A: It must be $$x^2-4\geq 0$$ and this is $$(x-2)(x+2)\geq 0$$
and $$x^2+4\geq 0$$ for all real $x$
A: One should be knowing that square of any real number is non-negative i.e.
$$x^2\ge0\quad (\forall \ \ \ x\in \mathbb R)$$
$$x^2+4\ge0+4$$
$$x^2+4\ge4$$
$$\sqrt{x^2+4}\ge\sqrt4$$
$$\sqrt{x^2+4}\ge2$$
$$f(x)\ge2$$
The above function is defined for all real values of $x$ hence its domain is 
$$x\in (-\infty, \infty)\ \ \ $$ 
A: Here is how to find the domain: ask yourself "What values can x not take?"
In this question, the expression under the square root cannot be less than zero, because the square root of a negative number is not defined yet at this level of mathematics (it will be later).

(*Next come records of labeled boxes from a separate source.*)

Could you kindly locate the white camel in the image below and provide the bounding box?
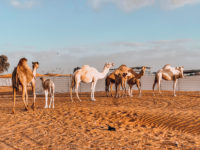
[153,64,184,96]
[70,63,114,102]
[40,77,55,108]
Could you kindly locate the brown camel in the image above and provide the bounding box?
[127,66,146,97]
[12,58,39,113]
[105,64,130,97]
[153,64,184,96]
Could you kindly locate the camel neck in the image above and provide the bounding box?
[33,68,37,77]
[98,68,109,79]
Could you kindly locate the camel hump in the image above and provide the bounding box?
[81,65,90,69]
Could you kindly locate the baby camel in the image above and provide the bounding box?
[40,77,55,108]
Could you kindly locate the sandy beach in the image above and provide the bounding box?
[0,87,200,150]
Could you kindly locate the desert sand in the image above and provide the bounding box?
[0,87,200,150]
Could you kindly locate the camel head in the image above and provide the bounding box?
[142,66,147,72]
[142,66,147,73]
[176,66,184,78]
[104,62,114,69]
[32,62,39,69]
[73,67,81,73]
[40,77,44,82]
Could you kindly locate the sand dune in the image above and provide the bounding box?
[0,88,200,150]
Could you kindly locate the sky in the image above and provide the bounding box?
[0,0,200,74]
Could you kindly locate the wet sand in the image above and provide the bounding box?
[0,87,200,150]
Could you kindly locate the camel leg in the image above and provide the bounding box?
[110,83,113,97]
[49,88,52,108]
[12,88,16,114]
[25,87,28,107]
[22,86,28,110]
[152,77,157,96]
[91,81,97,101]
[44,90,48,108]
[70,77,75,102]
[52,93,55,109]
[75,82,81,102]
[32,84,36,110]
[115,83,120,98]
[105,78,110,97]
[136,81,142,97]
[128,85,133,97]
[173,80,177,96]
[157,78,161,94]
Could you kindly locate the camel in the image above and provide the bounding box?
[105,64,128,97]
[12,58,39,113]
[73,67,81,73]
[40,77,55,108]
[153,64,184,96]
[70,63,114,102]
[127,66,146,97]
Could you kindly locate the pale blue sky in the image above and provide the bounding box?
[0,0,200,72]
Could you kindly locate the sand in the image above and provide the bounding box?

So for what values of x will produce a less than 0 value under the square root? Those values cannot be part of the domain. The rest, however can.
Can you take it from here?
A: The correct domain of $\sqrt{x^2-4}$ is $(-\infty, -2] \cup [2, \infty)$. More generally, the domain of $\sqrt{x^2-a}$ is $(-\infty, -\sqrt{a}] \cup [\sqrt{a}, \infty)$ for any positive real number $a$.
For $\sqrt{x^2+a}$, e.g. $\sqrt{x^2+4}$, the domain is all the real numbers.
A: The domain of $f(x) = \sqrt{x^{2} + 4}$ is all of $\mathbb{R}$ because every real value $x \in \mathbb{R}$ produces a real corresponding value of $f(x)$. 
In other words, there is no real $x$ that causes us to take the square root of a negative number.